Sew the next seam, and then continue in the same way with the next pair, till all the pairs have been stitched together. Only cut the threads when you have stitched the last pair, leaving a long tail. (Don't back tack. Once you have finished, you can knot the ends)
You will have something that looks a little bit like a string of bunting flags, with all your pairs held together by the thread. (By the way, this was the point at which all other tutorials that I saw online stopped...but we've only just begun)
Next we press the seam allowances. As we need the seem allowances to be pressed to one side, and we need them to alternate, I like the flip my "flags" in alternate directions, then when I open them up to press them, the seams will automatically be alternating.
This is what it will look like on the back (I just realised that if I'd used fabrics with greater contrast, it might be easier to see what I'm talking about, but I didn't have any projects like that to photograph, so hopefully you can see what we're talking about anyway)
Now, put your completed column back in place, and repeat the whole process with the next pair of columns, and the next, till all your columns are joined into pairs. If you have an uneven number of columns, that's OK, just join the left over blocks in the same way as the others so you end up with one column of three squares across instead of two.
Now we need to join our column pairs to each other. We do this just like we did with the squares. Take the second column pair and lay it right side down on the first column pair. Just make sure the top stays at the top, and everything else will automatically be in the right place for you.
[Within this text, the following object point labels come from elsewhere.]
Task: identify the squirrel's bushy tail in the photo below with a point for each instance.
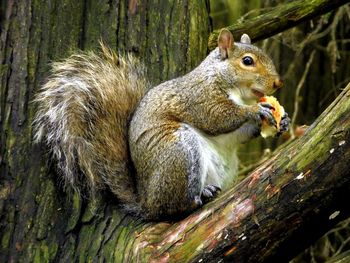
(83, 113)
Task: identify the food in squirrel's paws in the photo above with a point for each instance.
(277, 111)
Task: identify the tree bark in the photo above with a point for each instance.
(40, 223)
(284, 205)
(281, 18)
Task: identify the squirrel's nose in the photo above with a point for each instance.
(278, 83)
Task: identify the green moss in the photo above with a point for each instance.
(75, 214)
(46, 210)
(45, 253)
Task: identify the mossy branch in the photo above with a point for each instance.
(278, 210)
(281, 18)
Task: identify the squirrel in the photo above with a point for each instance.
(162, 151)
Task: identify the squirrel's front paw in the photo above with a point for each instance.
(265, 113)
(209, 192)
(284, 124)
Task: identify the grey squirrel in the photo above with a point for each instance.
(165, 150)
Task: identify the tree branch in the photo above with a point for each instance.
(278, 210)
(279, 19)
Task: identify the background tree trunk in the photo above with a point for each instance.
(38, 221)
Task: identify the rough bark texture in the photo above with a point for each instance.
(279, 19)
(40, 223)
(280, 208)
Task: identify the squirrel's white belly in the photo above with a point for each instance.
(219, 160)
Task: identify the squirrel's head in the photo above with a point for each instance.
(254, 71)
As these columns are already joined together, we can't stack them up like we did before, so this time, we start at the bottom and concertina them up. Pick up the second and third pairs from the bottom at the seam where they are joined together, and fold them onto the bottom pair, and continue in the same way till you get to the top.
Take this concertina stack to your machine, and starting with the top pair, stitch 1/4" seams on the right hand edge. As you come to the end of each seam, stop with the needle down just beyond the end of your fabric, and you will find that the next pair will have come up into place ready to sew. All you need to do is match your raw edges and stitch.
Press the seams to one side, alternating which direction they face just like you did before. Continue in the same way till all your columns are joined together.
You will then have all your squares in place held together by threads. All you need to do now is stitch the rows together. This will be very easy, as the threads keep everything where it should be. All you have to do, is check as you go that your seams are matching, as some of your fabrics may stretch a little as you sew, so just ease them to fit.
Press your seams, and there you have it! All your squares are now joined together!
This method can be used to piece quilt blocks, or to piece an entire quilt, as long as the pieces you are piecing are square or rectangular. If you have triangles or other shapes in your blocks, these pieces can be joined together to make square units which can then be chain pieced.